Jesus identified with the prisoner’s lot and was crucified with robbers. How often we are tempted to rationalize and theologize ourselves away from this scene! We find ourselves building higher those illusory walls that separate us from prison inmates. Yet there is no escape from our failures.

We can, however, displace the darkness of Good Friday, the sense of abandonment, if we believe that God will accept us despite our failures. This is the message that the crucified Jesus conveyed to the two robbers; the insight was grasped by one, while the other stubbornly refused to acknowledge his own failing. But Christian theology states clearly and supportingly that God affirms us regardless of our lack of achievements.

The good news that announces God’s acceptance and affirmation of us is not based on our achievements and failures; it is a gift communicated through faith. This is the meaning behind the doctrine of justification by faith. To be justified by faith implies a new chance at life. This new chance is not predicated on the emergence of any hidden merits; it is a gift of life from God, a gift first of birth and then of rebirth. What ushers us into this process of rebirth is our willingness to confess our failures and receive God’s forgiveness. Simply put, the Christian life begins with our reception of God’s affirmation of us. We are loved and were created in his image. A confession of our failures -- our incompleteness -- recalls the image of God in each of us,

There is a sense of release and joy when we are emancipated from the win/lose syndrome. We can really begin to live, not just exist. Too often we hear of individuals waiting for early retirement from their jobs so that they can “begin to live.” What an illusion it is to postpone the celebration of life for some later date that may never arrive -- or may fall short of our expectations. We experience true freedom, says Hans Küng, when we are liberated “from dependence on and obligations to the false gods who drive [us] on mercilessly to new achievements: money or career, prestige or power, or whatever is the supreme value for [us]” (On Being a Christian, p. 589). We are freed to celebrate life because we know that we have been affirmed by God; there is no higher source of affirmation for the believer.

IV

The final consequence of our acceptance by God, the fact that we no longer need to prove ourselves, is our release to care genuinely for others. Transcending the struggle for recognition and knowing that we are recognized and loved by One who counts above all others, we are free to try to humanize life around us. Our true fulfillment comes through a sense of gratitude expressed in the rendering of service to others, by which our sense, of being is enhanced.

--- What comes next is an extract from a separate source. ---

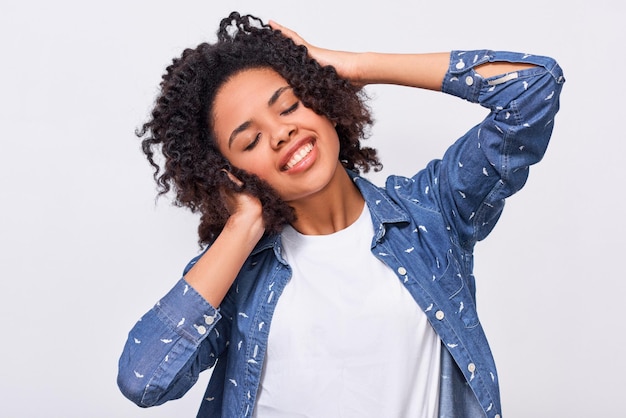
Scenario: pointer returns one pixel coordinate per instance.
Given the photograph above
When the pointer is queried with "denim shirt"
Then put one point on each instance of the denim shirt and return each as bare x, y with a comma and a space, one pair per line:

Theologizing in a win/lose culture is a difficult task; we all feel victimized by the criteria of our society. To say that winning is not everything doesn’t make one a “poor sport” or a masochist. Only as we acknowledge and confess our sense of incompleteness are we able to be freed from the entrapments of a win/lose culture. God accepts us despite our failings. This relationship is not earned; it is a divine gift. Accepted and forgiven, we are ‘liberated to celebrate life. Affirmed and fulfilled by God, we are released to care for others. These affirmations point to the redemptive side of failure, to the God who accepts losers.